[identity profile] danieldwilliam.livejournal.com 2011-10-10 10:41 am (UTC)(link)
It’s a truism that the price of a thing tends to fall towards to the long term marginal cost of production.

For books the costs are strange. They divide into two. Manuscript costs and distribution costs. The fixed cost to develop a new book is substantial i.e the struggling author sweating over her keyboard to produce a manuscript. Compared to traditional publishing it is a significant but not the largest part of getting a paperback into my hand. I think the other costs of editing, printing, distributing and marketing have been well understood and pretty fixed for a while for print books.

I think for ebooks author effort might be the largest single element of the costs of getting a new ebook onto a Kindle. Which makes the transition all very unclear when coupled with the fact that many people will write to a high standard for free. Also there are many rights free books out there with more being added every year.

So we have a situation here where the fixed cost of developing the book remain the same and the marginal costs of producing one extra copy become almost nil. For new authors you probably don’t find out if you have a million seller until after you have made the sunk cost investment in the manuscript.

I think an analogous industry is pharmaceuticals. Lots of sunk costs in R&D, very low marginal unit costs and many products already in existence that are better than nothing.

There are interesting interactions with other markets and interesting elasticities at work here. I do think something potentially fundamental might be happening to the book industry.

As well as publishing houses competing against other publishing houses and authors competing against other authors and (the real fight) authors competing against publishing houses the whole book industry is competing against the music industry, the television industry and the going to the pub with your mates industry for limited money and limited time. Selling ebooks at $0.99 might encourage me to buy so many books that I don’t end up buying a cable subscription.

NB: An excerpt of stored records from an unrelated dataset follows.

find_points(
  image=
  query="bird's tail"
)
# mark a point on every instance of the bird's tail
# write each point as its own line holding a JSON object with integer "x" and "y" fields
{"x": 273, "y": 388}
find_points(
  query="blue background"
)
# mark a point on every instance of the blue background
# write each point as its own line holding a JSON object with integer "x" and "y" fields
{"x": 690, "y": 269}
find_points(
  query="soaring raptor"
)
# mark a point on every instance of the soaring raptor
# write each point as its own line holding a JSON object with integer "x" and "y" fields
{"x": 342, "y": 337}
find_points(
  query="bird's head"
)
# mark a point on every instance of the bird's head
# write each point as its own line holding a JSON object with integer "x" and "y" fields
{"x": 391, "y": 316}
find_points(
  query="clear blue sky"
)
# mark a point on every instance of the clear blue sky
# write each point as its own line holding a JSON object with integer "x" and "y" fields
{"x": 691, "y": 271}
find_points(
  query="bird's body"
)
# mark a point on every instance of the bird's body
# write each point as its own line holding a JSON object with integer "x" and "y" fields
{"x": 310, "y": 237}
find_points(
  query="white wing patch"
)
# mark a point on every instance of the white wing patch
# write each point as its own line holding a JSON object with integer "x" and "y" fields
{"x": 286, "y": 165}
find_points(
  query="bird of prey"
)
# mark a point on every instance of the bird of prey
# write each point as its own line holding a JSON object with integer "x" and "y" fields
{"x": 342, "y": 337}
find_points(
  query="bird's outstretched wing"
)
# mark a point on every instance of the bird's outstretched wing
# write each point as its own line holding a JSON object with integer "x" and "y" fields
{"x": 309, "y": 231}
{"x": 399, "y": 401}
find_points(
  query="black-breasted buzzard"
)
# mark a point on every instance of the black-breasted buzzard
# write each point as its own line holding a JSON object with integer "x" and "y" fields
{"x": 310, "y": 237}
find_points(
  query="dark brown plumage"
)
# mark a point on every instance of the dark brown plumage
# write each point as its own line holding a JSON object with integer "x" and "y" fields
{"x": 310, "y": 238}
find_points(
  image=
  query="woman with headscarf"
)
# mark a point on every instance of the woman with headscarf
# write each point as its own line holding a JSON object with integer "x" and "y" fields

Cheap ebooks might significantly shift the market for domestic entertainment away from TV toward reading meaning that authors enjoy a much larger overall market for their work and that more can live or make significant pocket money from their craft.

If we allow a shift in the allocation of the $0.99 price per book so that the author takes $0.50 (for the sake of my mental maths) and suggest that $50k per annum is a comfortable material standard of living then an author needs to sell 100,000 copies per year every year or about 2 million over 18 months in order to retire.